HOW TO MOVE NIGERIAN FOOTBALL FORWARD

By NBF News
Click for Full Image Size

There is no let up to the outpouring of emotions over the poor performance of Nigeria at the recently concluded FIFA World Cup in South Africa. Stakeholders, who are gradually coming to terms with grim reality, are pointing the way forward.

Speaking to Saturday Sunsports early in the week, Professor Emmanuel Ojeme, Ayo Oshitelu and Ambrose Duru, all agreed that the country's participation at the football festival which took place the very first time on African soil, ended in a 'tragedy' for the Super Eagles. However, they maintained that the country needed well thought strategies on sports and football in particular to do well at subsequent events. According to them, Nigeria can only get things right if the right people were brought into the swing of things.

Describing Nigeria's outing at the mundial in South African as 'woeful', Professor Ojeme, a former Nigeria Football Association (NFA) board member regretted that the performance of the national team had ' badly robbed off on the image of our country.' Veteran sports journalist and one time sports editor of the Punch Newspapers, Ayo Oshitelu, expressed similar disgust, insisting that it was Nigeria's worst World Cup appearance in history. Calling the outing ' a tragedy', he said the Eagles' failure to win a single match was totally unacceptable, noting that the squad piloted by Swede tactician, Lars Lagerback, did not commit to national course and therefore 'lacked character.'

The team's effort may have come to him as a surprise but not to Duru, a former captain and later coach of Julius Berger FC of Lagos. The later told Saturday Sunsport that he ' was not surprised at the result we got in South Africa.

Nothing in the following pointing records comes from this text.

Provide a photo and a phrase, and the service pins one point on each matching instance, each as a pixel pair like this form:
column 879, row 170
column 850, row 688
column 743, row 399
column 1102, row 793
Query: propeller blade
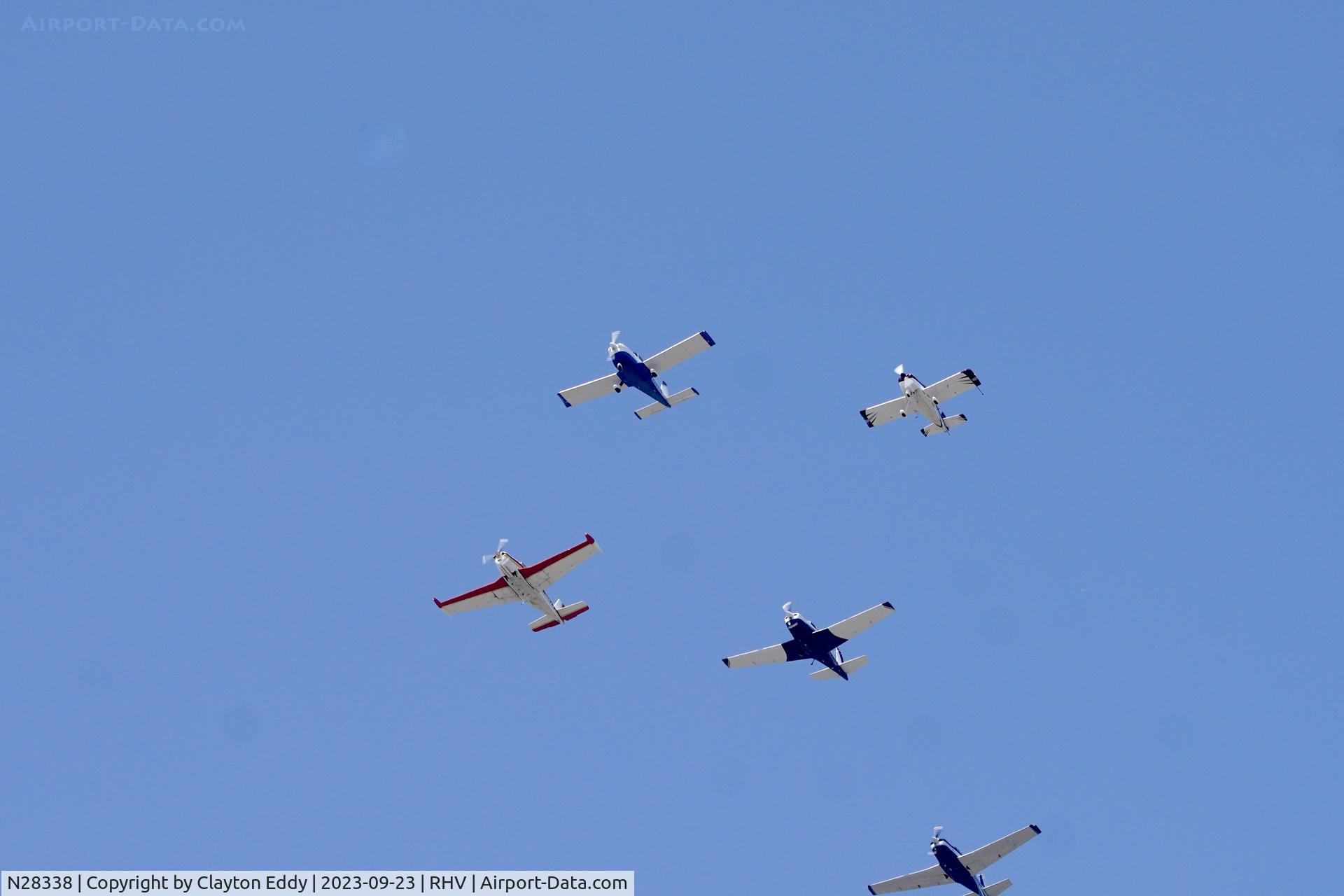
column 491, row 556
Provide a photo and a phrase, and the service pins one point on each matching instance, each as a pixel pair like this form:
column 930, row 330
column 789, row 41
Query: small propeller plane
column 526, row 583
column 644, row 375
column 924, row 399
column 961, row 868
column 809, row 643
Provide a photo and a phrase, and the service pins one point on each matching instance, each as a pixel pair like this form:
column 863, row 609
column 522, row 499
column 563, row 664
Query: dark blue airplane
column 961, row 868
column 820, row 645
column 644, row 375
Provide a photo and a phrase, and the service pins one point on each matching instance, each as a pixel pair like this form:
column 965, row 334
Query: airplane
column 958, row 867
column 644, row 375
column 809, row 643
column 527, row 583
column 918, row 398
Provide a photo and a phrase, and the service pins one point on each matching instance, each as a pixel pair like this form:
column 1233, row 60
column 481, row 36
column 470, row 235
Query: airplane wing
column 488, row 596
column 846, row 629
column 549, row 571
column 589, row 391
column 670, row 358
column 888, row 412
column 981, row 859
column 953, row 386
column 927, row 878
column 765, row 656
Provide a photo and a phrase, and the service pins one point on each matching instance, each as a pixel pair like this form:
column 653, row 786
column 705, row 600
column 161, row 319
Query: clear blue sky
column 270, row 384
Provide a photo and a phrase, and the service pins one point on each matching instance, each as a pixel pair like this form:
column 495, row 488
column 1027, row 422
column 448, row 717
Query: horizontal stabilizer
column 848, row 665
column 949, row 424
column 568, row 613
column 672, row 399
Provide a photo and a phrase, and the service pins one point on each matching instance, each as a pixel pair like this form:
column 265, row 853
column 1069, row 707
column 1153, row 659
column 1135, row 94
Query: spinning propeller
column 491, row 556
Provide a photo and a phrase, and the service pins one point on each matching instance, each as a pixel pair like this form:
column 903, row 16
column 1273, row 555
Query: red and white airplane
column 526, row 583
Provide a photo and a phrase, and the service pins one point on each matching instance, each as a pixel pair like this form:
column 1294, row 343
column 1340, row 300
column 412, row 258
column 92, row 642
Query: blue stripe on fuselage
column 951, row 864
column 636, row 374
column 811, row 647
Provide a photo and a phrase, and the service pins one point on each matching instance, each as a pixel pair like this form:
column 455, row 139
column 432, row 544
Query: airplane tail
column 949, row 422
column 672, row 399
column 848, row 665
column 566, row 612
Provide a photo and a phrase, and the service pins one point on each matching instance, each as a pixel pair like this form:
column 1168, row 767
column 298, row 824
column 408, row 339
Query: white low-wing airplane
column 526, row 583
column 961, row 868
column 924, row 399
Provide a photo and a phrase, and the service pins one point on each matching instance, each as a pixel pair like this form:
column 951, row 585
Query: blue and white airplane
column 809, row 643
column 961, row 868
column 644, row 375
column 917, row 398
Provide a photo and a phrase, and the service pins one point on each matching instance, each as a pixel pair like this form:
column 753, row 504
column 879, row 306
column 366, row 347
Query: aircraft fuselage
column 921, row 400
column 952, row 867
column 804, row 636
column 511, row 571
column 636, row 374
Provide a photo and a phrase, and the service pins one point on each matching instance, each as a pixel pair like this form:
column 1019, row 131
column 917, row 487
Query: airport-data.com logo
column 132, row 24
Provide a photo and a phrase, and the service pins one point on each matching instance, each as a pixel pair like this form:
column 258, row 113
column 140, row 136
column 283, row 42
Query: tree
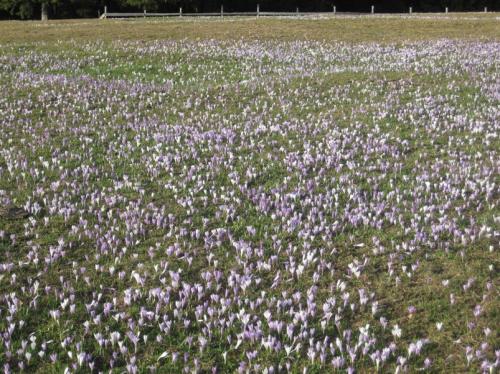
column 25, row 9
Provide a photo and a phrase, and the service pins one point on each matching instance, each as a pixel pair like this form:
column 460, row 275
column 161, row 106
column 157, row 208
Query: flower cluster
column 245, row 206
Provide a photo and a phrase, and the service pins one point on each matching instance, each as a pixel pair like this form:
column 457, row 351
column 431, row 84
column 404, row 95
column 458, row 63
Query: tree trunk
column 45, row 11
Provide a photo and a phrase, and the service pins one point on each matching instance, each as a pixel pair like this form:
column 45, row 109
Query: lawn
column 243, row 195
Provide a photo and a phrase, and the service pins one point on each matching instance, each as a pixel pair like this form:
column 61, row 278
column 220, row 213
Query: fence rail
column 257, row 13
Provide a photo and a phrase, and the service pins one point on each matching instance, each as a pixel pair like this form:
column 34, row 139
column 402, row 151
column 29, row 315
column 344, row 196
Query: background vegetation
column 26, row 9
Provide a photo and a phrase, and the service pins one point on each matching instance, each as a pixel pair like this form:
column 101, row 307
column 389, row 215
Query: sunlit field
column 253, row 196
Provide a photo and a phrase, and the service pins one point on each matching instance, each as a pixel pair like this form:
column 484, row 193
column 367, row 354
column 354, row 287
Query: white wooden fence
column 257, row 13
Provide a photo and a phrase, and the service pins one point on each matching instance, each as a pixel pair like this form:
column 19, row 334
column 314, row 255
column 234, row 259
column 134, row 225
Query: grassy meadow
column 314, row 194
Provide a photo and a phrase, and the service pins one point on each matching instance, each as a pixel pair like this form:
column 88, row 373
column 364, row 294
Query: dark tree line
column 28, row 9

'I knew it right from the outset that we weren't going to do well. We got it all wrong when we hired a coach rather too late for a tournament as big as the World Cup. We then followed up with another mistake of failing to play quality friendly matches to adequately prepare the team. As so left to me our preparation was too poor.

' The lesson in all that happened is that managers of our football need to sit down to think again. First, we need to believe in ourselves. We need to convince ourselves that we are capable of taking charge of our football. We need to ensure that the right people are given the responsibility of managing our football. In doing this, more focus has to be on our local league. We need to develop it and ensure that it starts producing the right calibre of players to win laurels for the country. Once we develop our league, we must ensure that we play our players based on their current form rather than their past exploits.

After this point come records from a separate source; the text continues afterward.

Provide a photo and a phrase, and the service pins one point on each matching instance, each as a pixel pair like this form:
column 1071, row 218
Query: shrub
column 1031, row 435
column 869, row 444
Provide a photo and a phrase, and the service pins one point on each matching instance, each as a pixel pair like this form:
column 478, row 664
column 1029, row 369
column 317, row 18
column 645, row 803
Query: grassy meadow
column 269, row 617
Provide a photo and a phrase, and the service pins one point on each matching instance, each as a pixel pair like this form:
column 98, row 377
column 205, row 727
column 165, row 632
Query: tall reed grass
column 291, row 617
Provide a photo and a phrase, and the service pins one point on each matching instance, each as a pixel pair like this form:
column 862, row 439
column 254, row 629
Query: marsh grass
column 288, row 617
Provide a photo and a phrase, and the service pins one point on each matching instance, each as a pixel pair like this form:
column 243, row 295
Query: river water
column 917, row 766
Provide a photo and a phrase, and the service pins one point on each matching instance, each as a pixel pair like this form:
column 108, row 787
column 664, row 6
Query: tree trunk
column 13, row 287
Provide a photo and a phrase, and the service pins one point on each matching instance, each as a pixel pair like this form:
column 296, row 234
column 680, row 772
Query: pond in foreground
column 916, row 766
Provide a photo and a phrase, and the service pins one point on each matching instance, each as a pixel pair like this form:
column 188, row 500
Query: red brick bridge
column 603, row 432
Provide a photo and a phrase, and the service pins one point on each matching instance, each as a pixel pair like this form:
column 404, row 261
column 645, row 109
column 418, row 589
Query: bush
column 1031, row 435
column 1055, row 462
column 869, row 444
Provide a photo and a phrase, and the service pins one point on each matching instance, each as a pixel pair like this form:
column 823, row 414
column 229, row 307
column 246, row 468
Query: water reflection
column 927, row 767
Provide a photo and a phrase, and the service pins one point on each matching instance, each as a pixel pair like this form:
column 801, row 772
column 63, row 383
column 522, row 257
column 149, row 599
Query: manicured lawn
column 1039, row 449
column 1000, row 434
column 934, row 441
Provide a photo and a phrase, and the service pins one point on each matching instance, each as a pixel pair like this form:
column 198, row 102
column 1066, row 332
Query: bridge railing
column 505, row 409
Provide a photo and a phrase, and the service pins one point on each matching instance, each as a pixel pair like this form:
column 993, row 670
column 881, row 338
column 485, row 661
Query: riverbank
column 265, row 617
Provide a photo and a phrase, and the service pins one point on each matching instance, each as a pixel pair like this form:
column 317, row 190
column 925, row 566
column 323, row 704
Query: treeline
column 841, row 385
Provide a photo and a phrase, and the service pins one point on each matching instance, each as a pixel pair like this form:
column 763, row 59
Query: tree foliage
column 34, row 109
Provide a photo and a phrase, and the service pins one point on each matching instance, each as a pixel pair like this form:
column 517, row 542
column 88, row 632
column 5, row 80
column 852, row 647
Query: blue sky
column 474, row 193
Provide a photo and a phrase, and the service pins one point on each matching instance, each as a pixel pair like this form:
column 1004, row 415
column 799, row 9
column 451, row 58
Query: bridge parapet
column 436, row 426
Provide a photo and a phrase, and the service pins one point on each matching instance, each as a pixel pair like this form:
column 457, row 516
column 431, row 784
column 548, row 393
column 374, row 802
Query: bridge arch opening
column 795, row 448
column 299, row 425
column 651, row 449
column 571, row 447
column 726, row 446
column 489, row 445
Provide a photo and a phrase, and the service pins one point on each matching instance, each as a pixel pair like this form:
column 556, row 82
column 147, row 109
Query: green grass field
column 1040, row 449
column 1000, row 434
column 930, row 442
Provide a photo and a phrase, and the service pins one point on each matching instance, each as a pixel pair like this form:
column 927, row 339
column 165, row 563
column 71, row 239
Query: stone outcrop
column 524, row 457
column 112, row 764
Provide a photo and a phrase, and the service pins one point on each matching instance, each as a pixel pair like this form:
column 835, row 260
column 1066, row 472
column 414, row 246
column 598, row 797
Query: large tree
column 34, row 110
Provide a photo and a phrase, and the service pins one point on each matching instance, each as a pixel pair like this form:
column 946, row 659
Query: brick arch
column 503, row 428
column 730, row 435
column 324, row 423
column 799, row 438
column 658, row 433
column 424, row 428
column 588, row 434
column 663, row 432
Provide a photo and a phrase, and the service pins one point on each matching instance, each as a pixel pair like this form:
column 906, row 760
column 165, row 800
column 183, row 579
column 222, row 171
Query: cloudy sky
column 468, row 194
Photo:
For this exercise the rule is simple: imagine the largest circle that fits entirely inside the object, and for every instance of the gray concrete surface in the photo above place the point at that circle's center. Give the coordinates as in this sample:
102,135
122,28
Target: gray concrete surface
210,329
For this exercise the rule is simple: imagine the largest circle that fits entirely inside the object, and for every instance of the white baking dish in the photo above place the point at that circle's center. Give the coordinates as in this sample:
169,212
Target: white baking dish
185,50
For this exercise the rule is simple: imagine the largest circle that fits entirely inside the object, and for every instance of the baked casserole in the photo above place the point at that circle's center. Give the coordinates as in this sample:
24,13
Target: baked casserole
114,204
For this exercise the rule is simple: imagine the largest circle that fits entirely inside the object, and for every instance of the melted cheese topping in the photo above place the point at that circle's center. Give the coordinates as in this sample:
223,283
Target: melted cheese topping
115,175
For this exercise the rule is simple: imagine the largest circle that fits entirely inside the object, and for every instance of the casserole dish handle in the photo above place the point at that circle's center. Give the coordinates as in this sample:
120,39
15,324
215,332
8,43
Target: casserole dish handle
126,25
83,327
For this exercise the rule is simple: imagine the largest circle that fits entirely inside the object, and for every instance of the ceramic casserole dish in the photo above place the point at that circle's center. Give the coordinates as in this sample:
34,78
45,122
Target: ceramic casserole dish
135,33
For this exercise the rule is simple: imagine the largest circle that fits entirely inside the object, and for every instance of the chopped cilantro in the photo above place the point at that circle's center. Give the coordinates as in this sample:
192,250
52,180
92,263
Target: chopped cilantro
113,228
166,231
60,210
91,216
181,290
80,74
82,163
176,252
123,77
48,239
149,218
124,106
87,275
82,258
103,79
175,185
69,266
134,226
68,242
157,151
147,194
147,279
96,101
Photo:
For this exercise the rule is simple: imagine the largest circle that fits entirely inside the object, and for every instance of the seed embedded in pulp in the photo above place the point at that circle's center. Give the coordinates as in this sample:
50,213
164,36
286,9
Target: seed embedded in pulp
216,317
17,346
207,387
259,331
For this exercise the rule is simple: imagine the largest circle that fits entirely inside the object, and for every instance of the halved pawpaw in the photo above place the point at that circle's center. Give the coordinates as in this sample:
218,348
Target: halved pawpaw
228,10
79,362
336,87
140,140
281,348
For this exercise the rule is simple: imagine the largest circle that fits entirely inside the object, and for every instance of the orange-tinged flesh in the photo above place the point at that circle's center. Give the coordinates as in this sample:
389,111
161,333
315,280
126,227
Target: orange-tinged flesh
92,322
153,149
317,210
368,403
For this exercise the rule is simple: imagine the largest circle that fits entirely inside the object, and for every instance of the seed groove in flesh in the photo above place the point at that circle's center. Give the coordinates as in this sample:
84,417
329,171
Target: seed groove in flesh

Speaking on the way forward for Nigerian football, Oshitelu a sports analyst noted that the country has to ensure that it makes its football development-oriented, and called on President Goodluck Jonathan to put a blanket ban on further hosting of tournaments in the years ahead.

' First, let President Goodluck Jonathan ban hosting of international competitions of all manners. They are a distraction to Nigerian sports,' he said, adding 'We hosted COJA, and later the World FIFA U-17 Championship, what did we gain from all that? Just nothing! Rather than gain something, the events ended up as job for the boys and conduit pipes for organisers to siphon money. With all that gone, we must concentrate now on repositioning the league, and making it a lot more vibrant. A country's national team according to Pele of Brazil is as good as it domestic league. We need to develop our coaches and ensure that they impact positively on our football. Let's begin to train them and then charge them to go out and fish out players from the academies and from the grassroots.'

In order to achieve this, Professor Ojeme who is the president of National Association Physical and Health Education, Recreation, Sports and Dance (NAPHER.SD) said, ' We have to adopt the right strategy for our sports development. To be able to do this, we have to ensure a level playing field for the right people with relevant knowledge and experience to play various roles for the good of our sports industry.'

He therefore called for a conscious return to school sports, insisting that the sector holds the key to the country's sporting development. 'Right now, we need to make conscious effort to locate sports in our school system. At the moment, that sector is neglected. That is where we need to ensure that diligent people are engaged to ensure that they fish out and develop talents for the country in the year ahead,' he concluded.